$\mathbb Q [\sqrt{2} i]$ contains neither $\sqrt[4]{2}$ nor $\sqrt{2}$ I want to prove that $x^4-2$ is irreducible over $\mathbb Q [\sqrt{2} i]$. In order to verify it has no linear factors and quadratic factors, I need to show $\mathbb Q [\sqrt{2} i]$ contains neither $\sqrt[4]{2}$ nor $\sqrt{2}$, can anybody show me a strict proof? Thanks in advance.
 A: The field $Q[i\sqrt2]$ has degree two over $Q$ and so does $Q[\sqrt2]$. If the first contained $\sqrt2$ then the two would be equal. Yet the second one is contained in $R$ and the other is not.
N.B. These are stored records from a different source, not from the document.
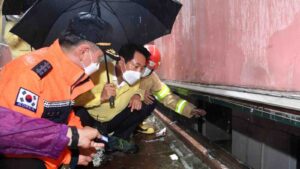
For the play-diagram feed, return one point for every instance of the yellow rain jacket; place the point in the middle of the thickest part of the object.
(92, 99)
(164, 95)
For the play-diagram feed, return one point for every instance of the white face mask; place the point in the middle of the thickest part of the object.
(147, 72)
(92, 68)
(131, 77)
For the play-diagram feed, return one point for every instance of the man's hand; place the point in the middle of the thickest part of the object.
(86, 137)
(198, 112)
(108, 91)
(148, 98)
(135, 102)
(86, 156)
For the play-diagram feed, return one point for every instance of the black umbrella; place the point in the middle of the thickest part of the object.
(135, 21)
(16, 7)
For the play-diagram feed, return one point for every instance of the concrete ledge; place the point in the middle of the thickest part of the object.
(288, 100)
(195, 145)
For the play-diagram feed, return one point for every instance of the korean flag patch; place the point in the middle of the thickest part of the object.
(27, 100)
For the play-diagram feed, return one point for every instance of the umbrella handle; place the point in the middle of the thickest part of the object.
(112, 101)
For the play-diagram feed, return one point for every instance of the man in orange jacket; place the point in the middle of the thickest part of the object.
(44, 83)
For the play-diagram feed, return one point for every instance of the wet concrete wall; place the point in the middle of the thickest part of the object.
(246, 43)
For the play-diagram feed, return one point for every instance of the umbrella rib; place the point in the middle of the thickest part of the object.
(114, 13)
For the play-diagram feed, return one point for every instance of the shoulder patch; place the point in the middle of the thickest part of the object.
(27, 100)
(42, 69)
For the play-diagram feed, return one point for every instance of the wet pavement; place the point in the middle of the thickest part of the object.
(155, 153)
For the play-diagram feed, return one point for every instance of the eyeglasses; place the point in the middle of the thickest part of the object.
(136, 66)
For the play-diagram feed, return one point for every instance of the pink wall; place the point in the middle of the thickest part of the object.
(248, 43)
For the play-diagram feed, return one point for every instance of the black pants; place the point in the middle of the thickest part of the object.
(21, 163)
(123, 124)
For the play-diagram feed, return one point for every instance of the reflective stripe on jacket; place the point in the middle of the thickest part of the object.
(164, 95)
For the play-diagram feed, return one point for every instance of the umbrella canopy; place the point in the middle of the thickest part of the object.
(16, 7)
(134, 21)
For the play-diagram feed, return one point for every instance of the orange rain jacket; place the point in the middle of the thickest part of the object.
(43, 84)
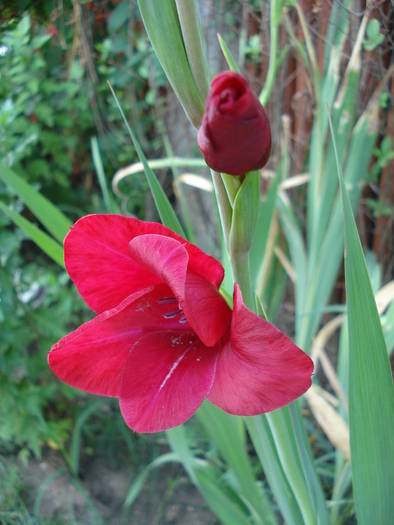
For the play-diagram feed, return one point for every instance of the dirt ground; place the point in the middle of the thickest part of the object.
(167, 498)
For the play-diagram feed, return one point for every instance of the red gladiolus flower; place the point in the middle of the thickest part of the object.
(235, 135)
(164, 339)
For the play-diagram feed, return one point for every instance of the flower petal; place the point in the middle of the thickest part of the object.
(97, 259)
(259, 369)
(163, 257)
(92, 357)
(166, 378)
(206, 311)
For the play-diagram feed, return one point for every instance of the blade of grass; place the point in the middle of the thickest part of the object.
(207, 480)
(166, 212)
(98, 164)
(370, 382)
(50, 216)
(227, 433)
(48, 245)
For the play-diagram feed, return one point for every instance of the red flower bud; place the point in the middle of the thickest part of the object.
(235, 135)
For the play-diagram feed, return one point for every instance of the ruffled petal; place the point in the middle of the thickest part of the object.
(92, 357)
(206, 311)
(97, 259)
(166, 378)
(259, 369)
(163, 257)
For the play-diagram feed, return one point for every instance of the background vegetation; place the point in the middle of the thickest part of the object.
(61, 132)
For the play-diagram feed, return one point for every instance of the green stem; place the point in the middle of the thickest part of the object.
(190, 26)
(276, 14)
(241, 272)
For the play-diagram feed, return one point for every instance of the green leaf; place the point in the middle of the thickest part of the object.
(50, 216)
(43, 241)
(98, 164)
(164, 31)
(166, 212)
(227, 433)
(374, 36)
(264, 220)
(370, 384)
(228, 55)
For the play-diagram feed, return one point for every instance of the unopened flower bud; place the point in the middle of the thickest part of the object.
(235, 135)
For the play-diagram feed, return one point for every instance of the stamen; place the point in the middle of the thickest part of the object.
(171, 315)
(167, 300)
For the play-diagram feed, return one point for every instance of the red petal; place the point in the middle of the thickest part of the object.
(92, 357)
(163, 257)
(167, 377)
(260, 369)
(97, 259)
(205, 309)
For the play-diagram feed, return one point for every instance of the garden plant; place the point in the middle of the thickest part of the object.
(269, 426)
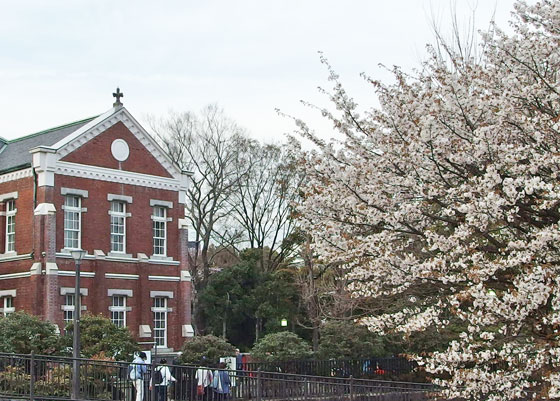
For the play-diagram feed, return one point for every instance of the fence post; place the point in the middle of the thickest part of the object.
(259, 385)
(153, 384)
(32, 377)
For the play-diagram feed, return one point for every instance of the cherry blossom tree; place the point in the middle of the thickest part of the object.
(447, 198)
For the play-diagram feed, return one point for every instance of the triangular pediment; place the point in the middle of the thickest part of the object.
(115, 140)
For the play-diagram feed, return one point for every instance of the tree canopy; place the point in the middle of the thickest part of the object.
(282, 346)
(347, 340)
(99, 336)
(23, 333)
(446, 198)
(205, 350)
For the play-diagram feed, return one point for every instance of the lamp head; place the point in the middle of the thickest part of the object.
(77, 254)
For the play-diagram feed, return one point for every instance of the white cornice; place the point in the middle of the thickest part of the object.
(106, 121)
(122, 276)
(72, 273)
(16, 175)
(120, 176)
(164, 278)
(14, 275)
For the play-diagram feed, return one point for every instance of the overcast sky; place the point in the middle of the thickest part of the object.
(61, 60)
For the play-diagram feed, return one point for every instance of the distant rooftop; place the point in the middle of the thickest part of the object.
(14, 154)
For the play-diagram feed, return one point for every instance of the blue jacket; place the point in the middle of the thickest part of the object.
(221, 382)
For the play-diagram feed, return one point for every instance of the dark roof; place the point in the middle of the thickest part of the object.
(14, 154)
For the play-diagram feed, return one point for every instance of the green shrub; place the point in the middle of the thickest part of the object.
(205, 350)
(282, 346)
(347, 340)
(23, 333)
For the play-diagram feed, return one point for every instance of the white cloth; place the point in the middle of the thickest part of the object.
(204, 377)
(139, 387)
(166, 376)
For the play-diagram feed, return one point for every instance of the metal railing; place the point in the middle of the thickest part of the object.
(34, 377)
(367, 368)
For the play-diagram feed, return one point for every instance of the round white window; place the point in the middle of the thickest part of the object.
(120, 150)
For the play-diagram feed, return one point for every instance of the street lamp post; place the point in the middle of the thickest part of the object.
(77, 255)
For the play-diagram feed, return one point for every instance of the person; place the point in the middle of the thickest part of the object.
(221, 382)
(137, 373)
(166, 379)
(203, 380)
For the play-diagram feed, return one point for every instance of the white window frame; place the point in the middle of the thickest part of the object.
(118, 310)
(69, 307)
(160, 312)
(159, 224)
(72, 209)
(10, 243)
(8, 305)
(118, 218)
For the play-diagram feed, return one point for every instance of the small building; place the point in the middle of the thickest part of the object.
(102, 185)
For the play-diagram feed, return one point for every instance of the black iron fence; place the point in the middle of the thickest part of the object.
(50, 378)
(370, 368)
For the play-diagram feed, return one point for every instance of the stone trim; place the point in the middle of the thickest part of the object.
(8, 293)
(164, 278)
(157, 202)
(119, 291)
(8, 196)
(167, 294)
(70, 290)
(16, 175)
(122, 276)
(73, 191)
(122, 198)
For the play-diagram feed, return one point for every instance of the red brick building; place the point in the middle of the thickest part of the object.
(105, 186)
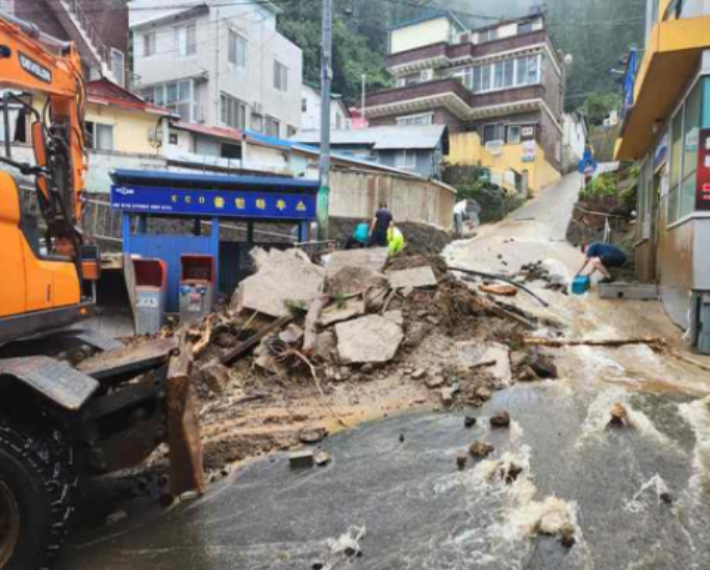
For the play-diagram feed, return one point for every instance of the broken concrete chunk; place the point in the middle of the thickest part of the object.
(480, 449)
(370, 339)
(348, 310)
(322, 458)
(215, 375)
(500, 420)
(373, 258)
(284, 279)
(396, 317)
(415, 278)
(301, 459)
(472, 354)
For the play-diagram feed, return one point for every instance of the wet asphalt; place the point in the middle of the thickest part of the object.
(637, 497)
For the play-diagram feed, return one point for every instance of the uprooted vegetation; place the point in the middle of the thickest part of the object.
(362, 338)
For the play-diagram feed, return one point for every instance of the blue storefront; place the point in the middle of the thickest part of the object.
(144, 196)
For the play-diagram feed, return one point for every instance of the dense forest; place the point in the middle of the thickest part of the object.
(597, 33)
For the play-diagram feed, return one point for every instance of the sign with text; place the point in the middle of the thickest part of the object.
(208, 203)
(702, 195)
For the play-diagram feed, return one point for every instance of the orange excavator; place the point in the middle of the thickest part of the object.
(57, 421)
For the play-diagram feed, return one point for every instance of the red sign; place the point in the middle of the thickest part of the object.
(702, 195)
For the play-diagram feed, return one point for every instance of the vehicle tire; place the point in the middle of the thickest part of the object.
(37, 484)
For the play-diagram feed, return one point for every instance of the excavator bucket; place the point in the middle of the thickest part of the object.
(186, 467)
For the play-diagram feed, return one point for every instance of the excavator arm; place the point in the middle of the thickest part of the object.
(31, 61)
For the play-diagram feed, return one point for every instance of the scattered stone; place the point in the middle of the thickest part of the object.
(500, 420)
(435, 383)
(322, 458)
(501, 290)
(416, 278)
(370, 339)
(215, 376)
(543, 366)
(396, 317)
(471, 354)
(619, 416)
(285, 279)
(301, 459)
(116, 517)
(484, 394)
(314, 435)
(334, 314)
(480, 449)
(361, 260)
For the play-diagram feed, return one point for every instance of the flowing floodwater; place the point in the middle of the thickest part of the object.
(638, 498)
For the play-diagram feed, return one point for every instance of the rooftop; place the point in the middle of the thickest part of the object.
(381, 138)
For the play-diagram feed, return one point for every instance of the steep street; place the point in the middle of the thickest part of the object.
(633, 494)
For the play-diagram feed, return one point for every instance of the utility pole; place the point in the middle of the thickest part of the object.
(324, 165)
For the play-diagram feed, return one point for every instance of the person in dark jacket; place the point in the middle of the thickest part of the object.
(602, 256)
(379, 226)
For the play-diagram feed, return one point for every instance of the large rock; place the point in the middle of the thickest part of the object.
(373, 258)
(415, 278)
(370, 339)
(284, 278)
(476, 354)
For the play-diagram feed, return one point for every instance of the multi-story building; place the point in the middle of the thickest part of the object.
(218, 63)
(503, 83)
(666, 122)
(100, 32)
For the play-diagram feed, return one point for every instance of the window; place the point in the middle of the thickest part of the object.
(525, 28)
(257, 123)
(233, 112)
(98, 136)
(405, 159)
(149, 44)
(179, 97)
(118, 66)
(271, 127)
(237, 49)
(514, 134)
(420, 119)
(494, 132)
(186, 40)
(676, 167)
(280, 76)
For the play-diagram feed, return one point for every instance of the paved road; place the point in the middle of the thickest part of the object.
(412, 509)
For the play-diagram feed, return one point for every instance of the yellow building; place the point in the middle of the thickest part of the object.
(665, 122)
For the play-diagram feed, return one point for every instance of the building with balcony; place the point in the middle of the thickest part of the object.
(100, 33)
(665, 124)
(218, 64)
(499, 89)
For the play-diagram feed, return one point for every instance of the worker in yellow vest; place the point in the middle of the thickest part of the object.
(395, 240)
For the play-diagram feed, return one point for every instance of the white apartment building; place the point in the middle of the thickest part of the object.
(217, 64)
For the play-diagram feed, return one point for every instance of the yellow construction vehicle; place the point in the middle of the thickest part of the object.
(57, 421)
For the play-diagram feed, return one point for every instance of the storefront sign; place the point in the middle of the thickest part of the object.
(223, 203)
(702, 196)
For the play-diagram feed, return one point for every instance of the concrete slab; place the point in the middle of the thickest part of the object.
(370, 339)
(474, 353)
(374, 258)
(334, 314)
(416, 278)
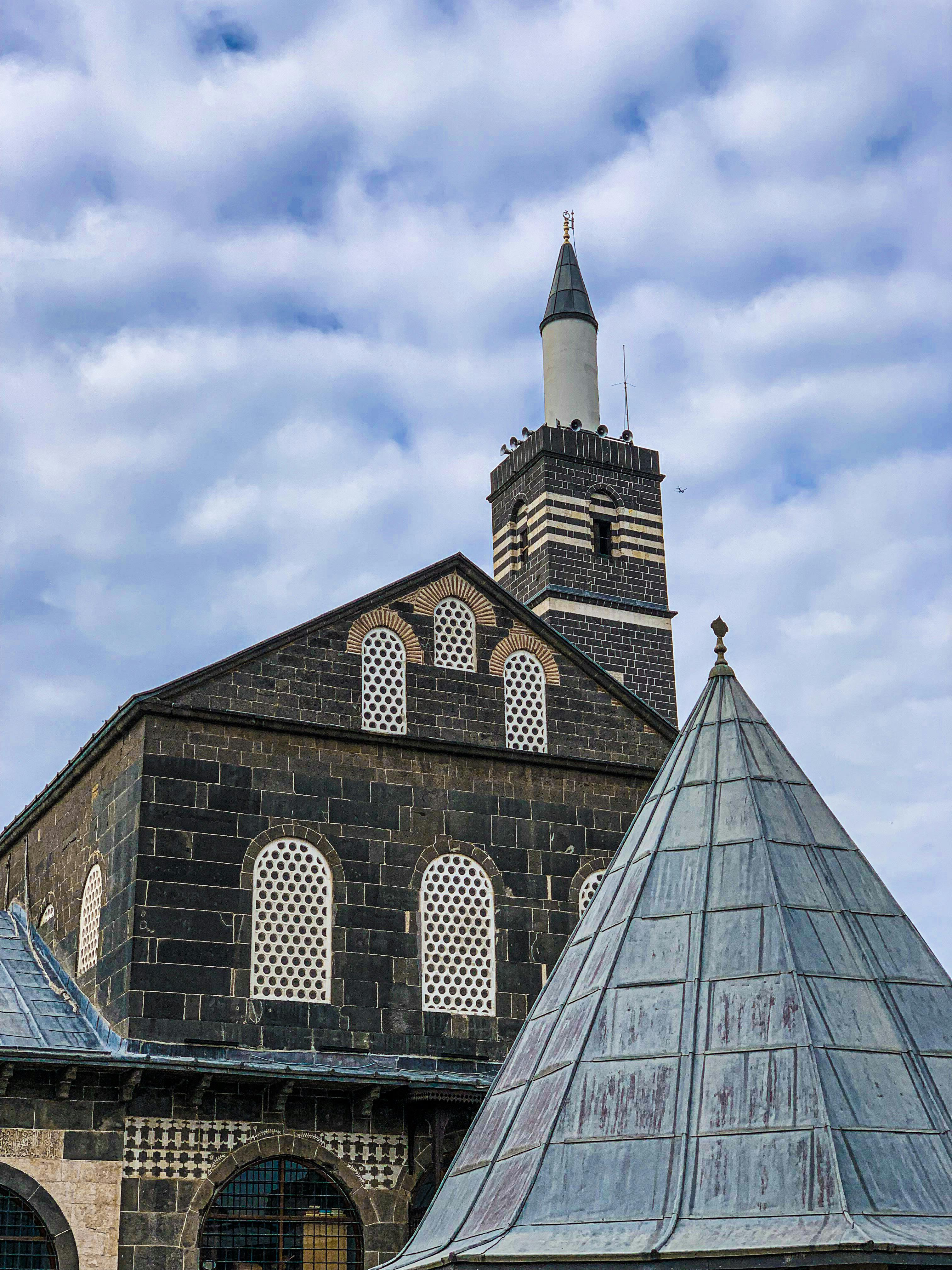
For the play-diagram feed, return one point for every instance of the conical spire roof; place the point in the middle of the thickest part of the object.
(744, 1050)
(568, 298)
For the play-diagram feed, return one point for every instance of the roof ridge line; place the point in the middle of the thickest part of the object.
(794, 972)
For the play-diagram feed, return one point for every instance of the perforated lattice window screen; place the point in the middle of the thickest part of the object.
(384, 675)
(291, 924)
(525, 683)
(459, 938)
(588, 890)
(455, 634)
(89, 920)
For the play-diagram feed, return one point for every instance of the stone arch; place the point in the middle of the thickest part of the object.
(586, 870)
(294, 1146)
(427, 599)
(521, 639)
(394, 623)
(290, 830)
(49, 1212)
(445, 846)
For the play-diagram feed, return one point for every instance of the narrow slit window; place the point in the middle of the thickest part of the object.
(525, 689)
(91, 910)
(455, 634)
(459, 938)
(384, 681)
(291, 919)
(604, 538)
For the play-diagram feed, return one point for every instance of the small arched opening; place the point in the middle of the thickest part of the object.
(279, 1213)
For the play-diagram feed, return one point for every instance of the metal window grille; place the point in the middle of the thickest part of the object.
(291, 924)
(588, 890)
(455, 634)
(459, 938)
(280, 1215)
(25, 1241)
(384, 675)
(525, 685)
(89, 921)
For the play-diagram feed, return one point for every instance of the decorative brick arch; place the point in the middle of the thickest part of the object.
(609, 492)
(445, 846)
(520, 639)
(49, 1212)
(586, 870)
(290, 830)
(294, 1146)
(393, 621)
(427, 599)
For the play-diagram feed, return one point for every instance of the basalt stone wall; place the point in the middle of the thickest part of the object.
(125, 1174)
(96, 821)
(380, 811)
(313, 679)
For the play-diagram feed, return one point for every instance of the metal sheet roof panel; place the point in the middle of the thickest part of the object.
(753, 1050)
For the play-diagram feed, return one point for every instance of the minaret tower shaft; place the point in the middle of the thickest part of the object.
(577, 515)
(569, 347)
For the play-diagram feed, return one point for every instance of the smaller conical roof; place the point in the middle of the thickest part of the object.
(568, 298)
(744, 1051)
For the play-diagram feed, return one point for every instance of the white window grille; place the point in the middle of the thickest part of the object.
(384, 675)
(455, 634)
(525, 685)
(588, 890)
(291, 920)
(459, 938)
(89, 921)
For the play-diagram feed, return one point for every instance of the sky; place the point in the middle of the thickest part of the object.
(272, 281)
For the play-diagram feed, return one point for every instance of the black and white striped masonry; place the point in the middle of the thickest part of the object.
(577, 519)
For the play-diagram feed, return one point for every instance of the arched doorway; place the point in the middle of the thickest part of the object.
(25, 1240)
(279, 1215)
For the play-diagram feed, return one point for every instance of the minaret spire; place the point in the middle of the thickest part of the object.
(569, 345)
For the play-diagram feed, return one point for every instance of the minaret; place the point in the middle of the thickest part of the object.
(569, 347)
(577, 515)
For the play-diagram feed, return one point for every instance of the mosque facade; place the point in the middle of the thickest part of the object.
(268, 938)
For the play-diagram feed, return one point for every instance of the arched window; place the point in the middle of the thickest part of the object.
(291, 920)
(25, 1241)
(604, 513)
(89, 921)
(459, 938)
(520, 535)
(455, 634)
(384, 676)
(282, 1213)
(588, 890)
(525, 686)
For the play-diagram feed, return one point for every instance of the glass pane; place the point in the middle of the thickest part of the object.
(281, 1213)
(25, 1241)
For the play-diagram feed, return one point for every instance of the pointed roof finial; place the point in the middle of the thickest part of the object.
(720, 628)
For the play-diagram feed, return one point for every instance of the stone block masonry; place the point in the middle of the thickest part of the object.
(547, 500)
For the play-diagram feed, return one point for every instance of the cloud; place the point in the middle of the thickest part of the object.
(272, 289)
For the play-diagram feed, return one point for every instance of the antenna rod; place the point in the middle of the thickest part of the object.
(625, 380)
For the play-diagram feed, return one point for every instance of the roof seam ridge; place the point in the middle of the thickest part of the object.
(672, 1225)
(798, 987)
On the other hand, the minimal polynomial $\sqrt[4]2$ over $Q$ has degree four, so that number cannot be in $Q[\sqrt2]$.
A: If $\mathbb{Q}[\sqrt{2}i]$ contains $\sqrt[4]{2}$, then $\mathbb{Q}[\sqrt{2}i]=\mathbb{Q}[\sqrt{2}i][\sqrt[4]{2}]$ and therefore
$$2=[\mathbb{Q}[\sqrt{2}i]:\mathbb{Q}]=[\mathbb{Q}[\sqrt{2}i][\sqrt[4]{2}]:\mathbb{Q}[\sqrt[4]{2}]]\cdot [\mathbb{Q}[\sqrt[4]{2}]:\mathbb{Q}]= k\cdot 4$$
where $k=[\mathbb{Q}[\sqrt{2}i][\sqrt[4]{2}]:\mathbb{Q}[\sqrt[4]{2}]]$, which is absurd.
(This is just Mariano's answer, I was writing mine when he posted).
A: Let $\alpha=\sqrt 2 i\notin \mathbb Q$. Using $\alpha^2=-2$, we note that $(a+b\alpha)^2=(a^2-2b^2)+2ab\alpha$ for $a,b\in\mathbb Q$. For the latter to equal $2$ we need $2ab=0$ and $a^2-2b^2=2$ (because $1,\alpha$ are $\mathbb Q$-linearly independant). But if $a=0$, we cannot have $-2b^2=2$, and if $b=0$ we cannot have $a^2=2$. Therefore $\sqrt 2\notin\mathbb Q[\alpha]$ and even more so $\sqrt[4]2\notin\mathbb Q[\alpha]$.